Just to be clear, I don’t put ads like that on my blog. I have an Amazon banner on the right side, and another one at the bottom of every article, and that’s it. Whatever this was, I didn’t do it.

I flipped on developer mode in the browser and took a look at another page. I wanted to see where it was getting content from. This page didn’t show the ad, but when I looked at the Network tab, I was in for another shock. The first file was the main HTML page, and the next dozen or so were the usual bits and pieces from the wordpress folder, bits and pieces of CSS, Javascript, and a handful of images. An awful lot of the rest of the files were stuff I didn’t recognize.

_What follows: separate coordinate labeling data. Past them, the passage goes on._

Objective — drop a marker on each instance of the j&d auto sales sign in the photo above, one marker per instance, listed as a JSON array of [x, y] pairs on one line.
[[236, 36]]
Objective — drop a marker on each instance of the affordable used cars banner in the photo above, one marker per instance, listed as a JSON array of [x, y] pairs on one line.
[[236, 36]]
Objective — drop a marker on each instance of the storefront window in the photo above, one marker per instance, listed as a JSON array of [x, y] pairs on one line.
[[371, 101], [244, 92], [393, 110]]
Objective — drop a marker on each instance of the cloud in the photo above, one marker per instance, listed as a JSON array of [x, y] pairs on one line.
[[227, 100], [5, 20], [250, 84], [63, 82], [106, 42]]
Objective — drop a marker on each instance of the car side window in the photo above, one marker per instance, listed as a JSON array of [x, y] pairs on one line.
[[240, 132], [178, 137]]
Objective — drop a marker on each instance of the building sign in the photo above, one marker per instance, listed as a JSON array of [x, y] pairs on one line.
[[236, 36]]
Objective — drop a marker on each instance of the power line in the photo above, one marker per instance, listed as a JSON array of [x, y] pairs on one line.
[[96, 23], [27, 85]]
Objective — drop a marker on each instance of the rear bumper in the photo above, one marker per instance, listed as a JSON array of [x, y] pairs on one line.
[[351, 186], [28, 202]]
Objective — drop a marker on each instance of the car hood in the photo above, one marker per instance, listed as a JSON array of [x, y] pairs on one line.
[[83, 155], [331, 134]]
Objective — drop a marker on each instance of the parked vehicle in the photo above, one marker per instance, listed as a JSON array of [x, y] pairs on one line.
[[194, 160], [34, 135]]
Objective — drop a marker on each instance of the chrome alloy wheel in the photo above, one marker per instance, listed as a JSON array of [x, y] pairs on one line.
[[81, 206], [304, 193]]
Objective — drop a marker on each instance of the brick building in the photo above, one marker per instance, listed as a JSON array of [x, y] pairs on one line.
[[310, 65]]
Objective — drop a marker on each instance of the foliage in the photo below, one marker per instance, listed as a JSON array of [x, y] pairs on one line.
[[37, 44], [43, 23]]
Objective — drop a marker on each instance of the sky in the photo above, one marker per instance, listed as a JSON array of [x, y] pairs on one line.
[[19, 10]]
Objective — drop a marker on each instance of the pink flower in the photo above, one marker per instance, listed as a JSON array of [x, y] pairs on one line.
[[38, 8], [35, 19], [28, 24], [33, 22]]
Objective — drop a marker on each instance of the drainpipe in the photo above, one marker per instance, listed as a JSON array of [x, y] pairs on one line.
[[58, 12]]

There’s always some of that on a page. If you use widgets or Javascript code to link to Twitter or Facebook or Amazon or Gravatar, the tiny stub of code you use to do that pulls down more code and other assets that it needs to function. But this went beyond any of that. It was hitting a horrifying array of unfamiliar sites:

  • specificclick.net
  • vindicosuite.com
  • yashi.com
  • demdex.net
  • nexac.com
  • bluekai.com
  • mookie1.com
  • spotxchange.com
  • turn.com
  • adadvisor.net
  • ib-ibi.com
  • doubleclick.net
  • scorecardresearch.com
  • adnxs.com
  • specificmedia.com
  • rubiconproject.com
  • invitemedia.com
  • btrll.com
  • collective-media.net
  • tidaltv.com
  • tubemogul.com
  • exelator.com
  • mathtag.com
  • dotomi.com
  • casalemedia.com
  • pubmatic.com
  • cpmaxads.com
  • advertising.com
  • criteo.com
  • adsrvr.org
  • veruta.com
  • wtp101.com
  • connexity.net
  • openadserve.com
  • insightexpressai.com
  • doubleverify.com
  • serving-sys.com
  • betrad.com
  • vizu.com
  • 2mdn.com

As near as I can tell, every single one of those is in some way associated with web advertising. Someone was using my blog to get credit for distributing ad content. At the very least, they were probably littering my visitors’ browsers with tracking cookies.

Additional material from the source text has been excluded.